After considerable turbulence, they landed safely in New Jersey at an airport where Trump had his commuter helicopters stored.
"That's the story, OK," Res said. "No Willie Brown."
What should be concerning to the American electorate (or specifically those voters within it who already don't find Trump's incessant lying and decades-long history of criminal conduct and questionable business practices disqualifying) is not that Trump got confused over the specifics of an event that occurred 30+ years ago, it's his refusal to accept that his memory is wrong as those he named have all come forward and said such an event didn't happen with them while they were with Trump.Transpose this denialism and inability to be swayed by others telling him that his recollection is incorrect onto any issue he might have to deal with should he become President again.
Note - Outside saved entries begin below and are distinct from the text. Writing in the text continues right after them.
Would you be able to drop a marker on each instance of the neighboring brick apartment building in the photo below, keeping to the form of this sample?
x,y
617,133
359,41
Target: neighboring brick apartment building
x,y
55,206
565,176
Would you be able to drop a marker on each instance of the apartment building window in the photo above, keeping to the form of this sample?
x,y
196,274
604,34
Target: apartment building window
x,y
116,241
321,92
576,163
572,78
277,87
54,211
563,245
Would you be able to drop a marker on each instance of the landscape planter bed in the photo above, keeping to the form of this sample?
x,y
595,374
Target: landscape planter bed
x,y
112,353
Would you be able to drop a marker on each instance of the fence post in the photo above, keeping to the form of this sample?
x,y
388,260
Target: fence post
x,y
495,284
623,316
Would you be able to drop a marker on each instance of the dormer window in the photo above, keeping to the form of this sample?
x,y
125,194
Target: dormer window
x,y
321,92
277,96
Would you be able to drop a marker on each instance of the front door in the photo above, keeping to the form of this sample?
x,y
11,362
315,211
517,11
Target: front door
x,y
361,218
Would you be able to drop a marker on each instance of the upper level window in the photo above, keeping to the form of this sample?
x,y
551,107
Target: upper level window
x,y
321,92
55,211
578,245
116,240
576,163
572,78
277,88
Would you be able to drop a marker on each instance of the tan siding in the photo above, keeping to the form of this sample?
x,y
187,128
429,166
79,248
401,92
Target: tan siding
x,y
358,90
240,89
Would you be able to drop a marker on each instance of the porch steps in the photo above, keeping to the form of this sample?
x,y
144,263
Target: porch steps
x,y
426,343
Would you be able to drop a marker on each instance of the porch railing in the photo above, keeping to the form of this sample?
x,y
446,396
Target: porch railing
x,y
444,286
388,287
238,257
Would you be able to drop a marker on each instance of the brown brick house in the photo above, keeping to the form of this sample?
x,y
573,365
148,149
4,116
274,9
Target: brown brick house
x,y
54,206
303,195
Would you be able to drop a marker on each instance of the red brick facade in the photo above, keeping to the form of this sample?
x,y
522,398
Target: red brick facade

Joe Biden has never publicly shown this type of mental defect ever that so clearly calls his judgments into question for failing to accept the truth of a matter over what his failed memory is telling him.
If Republicans were so worried about the state of Joe Biden's fitness for holding office, how can they not be even more worried about Trump's failing recall that juxtaposes people and places while his ego refuses to allow him to accept the truth when he's given the correct details?